“GAZA È LA MIA PATRIA”: DA SULMONA UN GRIDO CHE SPEZZA IL SILENZIO
di Claudio Lattanzio – In un tempo in cui l’assuefazione alla tragedia rischia di trasformarsi in indifferenza, Sulmona ha saputo rompere il silenzio con parole e gesti potenti. Lo ha fatto da Piazza XX Settembre, cuore simbolico della città, dove una manifestazione promossa da Alleanza Verdi e Sinistra — senza sigle di partito, senza bandiere di appartenenza, solo con i colori della pace e della Palestina — ha scelto di dare voce a chi oggi non ha più voce: il popolo palestinese.
Il titolo scelto per l’iniziativa, “Gaza è la mia patria”, è molto più di uno slogan. È una dichiarazione di empatia radicale, di identità condivisa. È un messaggio che unisce la memoria classica di Ovidio, costretto all’esilio da un potere imperiale, con il presente drammatico di un popolo che sta conoscendo l’esilio, la distruzione e il lutto su scala inimmaginabile. A Sulmona, patria ovidiana per eccellenza, quel riferimento non è casuale. Qui, dove la parola “patria” porta con sé secoli di significato culturale e umano, l’idea che Gaza possa esserlo per chiunque abbia a cuore la giustizia, diventa gesto politico e morale.
La manifestazione ha parlato più con le immagini che con gli slogan. Gli indumenti infantili sparsi a terra, i giocattoli abbandonati, il lenzuolo insanguinato con sotto i corpi invisibili dei bambini, la lunga striscia rossa simbolo del sangue versato, le sagome ispirate a Guernica, e infine quella figura distesa lungo Corso Ovidio, immobile sotto la bandiera palestinese: sono tutti frammenti di una performance collettiva che ha voluto fare del dolore un linguaggio universale. Un modo per dire che ciò che accade a Gaza non è “lontano”, non è “altro”: è dentro la nostra umanità. O, almeno, dovrebbe esserlo.
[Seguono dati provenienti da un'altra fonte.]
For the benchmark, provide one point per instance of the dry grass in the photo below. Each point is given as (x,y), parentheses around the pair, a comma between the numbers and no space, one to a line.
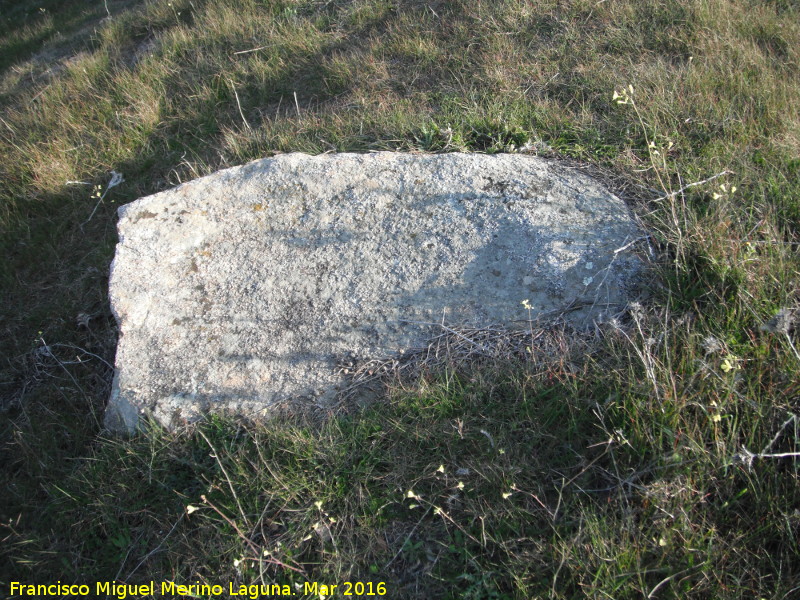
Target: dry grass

Gli interventi, le poesie lette, i canti contro la guerra: tutto è stato teso a una riflessione più che a una mera protesta. E questa è forse la parte più preziosa di quanto accaduto: in una stagione in cui le piazze spesso si polarizzano e urlano, a Sulmona si è scelto di pensare, di ricordare, di sentire. Di guardare negli occhi, almeno simbolicamente, le vittime.
È facile liquidare manifestazioni come questa come “retorica”. È più difficile invece ammettere che servono, che sono necessarie. Perché un’opinione pubblica anestetizzata è terreno fertile per ogni forma di complicità silenziosa. E oggi, nel mezzo di quella che molti osservatori internazionali definiscono come una catastrofe umanitaria, scegliere da che parte stare è una responsabilità che nessuno può più rinviare.
L’appello finale, quello di esporre un lenzuolo bianco il 24 maggio da ogni finestra e balcone, è semplice ma potente. Un piccolo segno per dire: “Io vedo, io sento, io non mi giro dall’altra parte”.
Da Sulmona è arrivato un messaggio chiaro: l’empatia è ancora possibile. E finché ci sarà qualcuno disposto a dire “Gaza è la mia patria”, il buio dell’orrore non avrà mai l’ultima parola.